“Bright orange,” I told him, then laughed when he made a curious noise. “My eyes are closed.”
“Open them,” he said, stroking a thumb down my cheek. “For me.”
I had never been much of a poet or a writer aside from all the academic work I’d done. I envied the story-tellers of the past, because they would have had the words to give this moment to Kor that I didn’t. But I wasn’t going to deny him what little I could give.

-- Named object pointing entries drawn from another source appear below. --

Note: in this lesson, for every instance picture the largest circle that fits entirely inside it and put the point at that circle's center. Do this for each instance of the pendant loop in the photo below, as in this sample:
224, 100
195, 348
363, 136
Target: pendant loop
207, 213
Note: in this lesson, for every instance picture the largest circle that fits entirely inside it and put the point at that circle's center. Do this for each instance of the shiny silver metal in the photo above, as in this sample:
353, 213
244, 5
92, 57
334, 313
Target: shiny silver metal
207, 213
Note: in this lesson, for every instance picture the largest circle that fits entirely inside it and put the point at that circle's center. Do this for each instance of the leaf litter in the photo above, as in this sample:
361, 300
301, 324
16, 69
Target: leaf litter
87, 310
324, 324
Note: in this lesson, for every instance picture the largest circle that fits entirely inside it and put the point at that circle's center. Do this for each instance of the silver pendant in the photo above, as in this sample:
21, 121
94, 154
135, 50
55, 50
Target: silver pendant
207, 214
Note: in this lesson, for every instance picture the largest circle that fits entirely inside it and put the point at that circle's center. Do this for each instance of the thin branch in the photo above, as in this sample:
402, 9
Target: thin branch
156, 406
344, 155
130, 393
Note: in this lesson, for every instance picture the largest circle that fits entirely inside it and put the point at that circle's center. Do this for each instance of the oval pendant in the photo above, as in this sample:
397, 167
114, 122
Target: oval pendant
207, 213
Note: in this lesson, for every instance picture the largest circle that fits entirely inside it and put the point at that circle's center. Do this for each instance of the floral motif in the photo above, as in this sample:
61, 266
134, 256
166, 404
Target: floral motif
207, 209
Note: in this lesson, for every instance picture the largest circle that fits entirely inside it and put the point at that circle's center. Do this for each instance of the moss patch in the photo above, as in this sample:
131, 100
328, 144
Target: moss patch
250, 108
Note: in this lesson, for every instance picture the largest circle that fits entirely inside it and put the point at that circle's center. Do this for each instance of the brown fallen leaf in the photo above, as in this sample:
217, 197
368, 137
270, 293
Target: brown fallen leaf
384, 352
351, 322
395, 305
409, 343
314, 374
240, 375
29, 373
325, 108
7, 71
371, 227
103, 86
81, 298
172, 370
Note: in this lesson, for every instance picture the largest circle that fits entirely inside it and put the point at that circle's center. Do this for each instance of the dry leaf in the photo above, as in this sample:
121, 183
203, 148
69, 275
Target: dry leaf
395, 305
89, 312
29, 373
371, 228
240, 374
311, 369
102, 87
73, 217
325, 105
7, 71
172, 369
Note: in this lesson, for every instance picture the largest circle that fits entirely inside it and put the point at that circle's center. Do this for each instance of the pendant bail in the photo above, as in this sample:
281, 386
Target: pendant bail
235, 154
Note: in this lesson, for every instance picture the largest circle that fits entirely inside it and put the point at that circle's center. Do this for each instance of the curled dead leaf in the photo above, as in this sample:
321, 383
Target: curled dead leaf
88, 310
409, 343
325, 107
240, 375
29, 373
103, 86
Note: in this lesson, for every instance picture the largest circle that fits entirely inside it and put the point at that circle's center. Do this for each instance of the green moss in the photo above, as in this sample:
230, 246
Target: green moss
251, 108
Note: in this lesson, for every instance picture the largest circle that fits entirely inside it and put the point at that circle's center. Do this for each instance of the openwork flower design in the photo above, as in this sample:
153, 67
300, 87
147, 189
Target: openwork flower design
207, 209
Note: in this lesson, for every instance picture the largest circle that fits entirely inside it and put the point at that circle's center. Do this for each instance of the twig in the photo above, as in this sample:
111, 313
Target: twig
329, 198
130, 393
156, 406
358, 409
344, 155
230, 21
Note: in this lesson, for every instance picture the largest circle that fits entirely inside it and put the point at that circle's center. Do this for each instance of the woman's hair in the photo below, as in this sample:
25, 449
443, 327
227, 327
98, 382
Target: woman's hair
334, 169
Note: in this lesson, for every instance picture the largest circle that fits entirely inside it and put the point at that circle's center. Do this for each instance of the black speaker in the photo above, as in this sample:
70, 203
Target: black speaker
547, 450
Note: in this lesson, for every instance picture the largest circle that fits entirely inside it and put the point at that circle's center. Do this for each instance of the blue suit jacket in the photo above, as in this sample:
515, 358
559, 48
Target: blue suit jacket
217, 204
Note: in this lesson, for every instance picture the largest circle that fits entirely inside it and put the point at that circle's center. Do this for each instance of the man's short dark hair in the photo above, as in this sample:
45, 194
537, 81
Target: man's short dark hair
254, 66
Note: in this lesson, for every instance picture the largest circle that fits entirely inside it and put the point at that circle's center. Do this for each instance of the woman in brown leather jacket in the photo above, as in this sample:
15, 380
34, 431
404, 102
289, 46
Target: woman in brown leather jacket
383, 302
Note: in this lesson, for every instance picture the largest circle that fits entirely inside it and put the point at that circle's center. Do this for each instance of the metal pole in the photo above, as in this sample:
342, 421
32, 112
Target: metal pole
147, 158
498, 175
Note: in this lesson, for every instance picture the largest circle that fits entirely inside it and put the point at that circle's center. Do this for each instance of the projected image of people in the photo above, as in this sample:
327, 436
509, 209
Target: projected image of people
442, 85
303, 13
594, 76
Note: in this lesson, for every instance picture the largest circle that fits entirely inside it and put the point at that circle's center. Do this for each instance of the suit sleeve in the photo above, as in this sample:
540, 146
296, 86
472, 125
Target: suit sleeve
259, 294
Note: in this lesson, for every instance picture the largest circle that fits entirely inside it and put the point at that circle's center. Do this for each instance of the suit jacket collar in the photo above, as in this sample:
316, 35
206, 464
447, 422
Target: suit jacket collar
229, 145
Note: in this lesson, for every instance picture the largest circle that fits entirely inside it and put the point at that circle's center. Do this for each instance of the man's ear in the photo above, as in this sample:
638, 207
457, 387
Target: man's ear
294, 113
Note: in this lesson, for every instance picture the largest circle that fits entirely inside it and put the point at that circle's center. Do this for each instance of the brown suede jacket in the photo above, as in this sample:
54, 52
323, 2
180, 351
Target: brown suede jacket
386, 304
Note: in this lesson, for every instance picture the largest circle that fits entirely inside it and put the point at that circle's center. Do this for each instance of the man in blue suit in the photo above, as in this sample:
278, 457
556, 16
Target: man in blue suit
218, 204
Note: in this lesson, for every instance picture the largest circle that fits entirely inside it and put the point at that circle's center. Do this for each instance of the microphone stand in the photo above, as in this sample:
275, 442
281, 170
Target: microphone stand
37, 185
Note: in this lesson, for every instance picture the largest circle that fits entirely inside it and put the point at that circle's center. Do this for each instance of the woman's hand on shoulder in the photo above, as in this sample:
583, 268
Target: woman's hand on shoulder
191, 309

“It’s bright,” I said. “The mountains look really purple right now, but the orange and yellows are spreading. They’re like Alpha and Omega eyes.”
“And the sky?” he murmured.
I looked up ahead of us at the rich cerulean. “Beta blue. There’s a big field in front of us, but the grass is mostly dead. The trees look like big sticks with all the needles right at the top. It’s beautiful.”
“I miss it,” he confessed. And while I’d heard all of his frustrations with his blindness, and how long it was taking to regain what he’d lost, he had never said anything like that. “I miss it so much.”
“Kor…”
He squeezed me, and my words died off before he spoke. “Cameron told me to mourn. He said the grief would be sharp and cruel, but it was also good. That as long as I didn’t let it consume me and stop me from living, to let myself feel it.”
I stroked my fingers over the back of his hand. “I wish I had been able to get us out sooner.”
He let out a quiet sigh. “I don’t think it would have made a difference. The shit they used on me—and I’m sure on other Wolves—unless we can get them treated right away, the damage can’t be undone. I just want to stop it from ever happening again.”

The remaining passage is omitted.